MEDC 2006 Speaker Scoreboard

At MEDC this year, we decided to do something new and create a real-time Speaker Evaluation scoreboard that extracts evals from the COMMNET system and creates a Top 30 speaker/sessions list for all the speakers to watch in their speaker room.

The scoreboard shows the speaker's current rank, name, session code, a trend graph (graph plotted from previous evaluation), number of evals submitted, score and a delta score (eg. positive or negative).

Right at the bottom of the screen, there are verbatim comments that attendees submitted for speakers, both good and bad. The bad sometimes can be REALLY brutal. Some comments were.

  • Painful
  • Obviously Hungover
  • This is a trainwreck session
  • Monotonous
  • etc. you get the picture.

There are a lot of good comments too like:

  • This is why I spend my time and money to come to MEDC. Great Session
  • <speaker> should give all sessions in MEDC!=
  • Can I get <speaker> to come to my company to convince my CEO...
  • Best session of the show
  • Marry me!

Naturally we didn't know what the response from the speakers were but at the end of the show, the screen attracted a lot of attention and discussion. Most important of all, to me, it made all the speakers come together and chat and socialize amongst themselves. Something that is pretty hard to do when you have a large number of speakers who come and go.

We also toyed around with the idea to release this scoreboard LIVE on the net, but held back in the end for fear of speaker DSAT.  Those of you who are clever might have realized that the scoreboard was live all the time and you could have reached it if you knew the URL. Maybe you can let me know if we should expose this live to the world as the event is going on. What do you think the impact will be? Would the speakers like it?
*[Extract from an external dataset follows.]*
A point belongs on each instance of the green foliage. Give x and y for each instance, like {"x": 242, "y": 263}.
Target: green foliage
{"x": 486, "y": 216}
I'm all for it as that raises the level of quality a little higher because of the added pressure. I'm not sure if this was the cause, but the scores were phenomenal. We have over 40 sessions that were rated at 8.0 and above, with the highest score (as of yesterday evening. We are tabulating the final scores only after 10am the next day, so this isn't final yet. I will post final scores soon), Steve Riley is holding the top spot at 8.80. Simply AMAZING. The top 10 scores were points apart from 8.50, to 8.48 to 8.47 to 8.46. The scores were so close, one eval would have changed the ranking.

As of yesterday, we surpassed our conference overall goal of 7.5 by achieving an overall score of 7.53. Yay, I get to keep my job.

A heartfelt thank you to all our attendees and speakers who made this event possible.